Un esempio classico nella ricerca sulla longevità: le persone che assumono regolarmente un multivitaminico spesso hanno anche redditi più alti, seguono diete più sane e fanno più controlli medici preventivi rispetto a chi non lo fa. Se uno studio osservazionale trova che chi assume il multivitaminico vive più a lungo, non è chiaro se il merito sia del multivitaminico o di questi altri fattori associati — il cosiddetto "effetto dell'utilizzatore salutista" (healthy user bias).

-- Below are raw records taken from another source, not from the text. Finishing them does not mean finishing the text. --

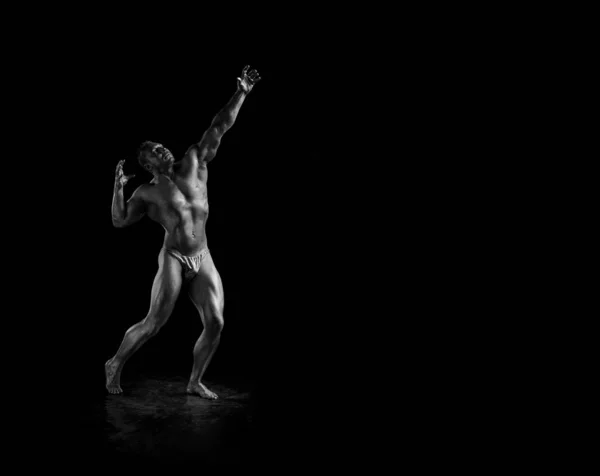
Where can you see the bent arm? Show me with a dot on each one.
(127, 214)
(206, 149)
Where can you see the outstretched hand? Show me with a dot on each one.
(120, 178)
(248, 79)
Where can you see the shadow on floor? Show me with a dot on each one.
(155, 421)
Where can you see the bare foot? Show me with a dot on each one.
(113, 377)
(197, 388)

Gli studi randomizzati controllati riducono questo problema distribuendo casualmente i fattori di confondimento, noti e sconosciuti, tra i gruppi di trattamento e di confronto. Gli studi osservazionali possono provare a correggere statisticamente per i fattori di confondimento conosciuti (per esempio aggiustando per età, reddito, abitudine al fumo), ma non possono mai escludere del tutto fattori non misurati o non identificati.
Riconoscere il rischio di confondimento è una delle ragioni per cui questo sito assegna un peso maggiore agli studi randomizzati controllati rispetto agli studi osservazionali quando valuta le prove a sostegno di un composto o di una terapia.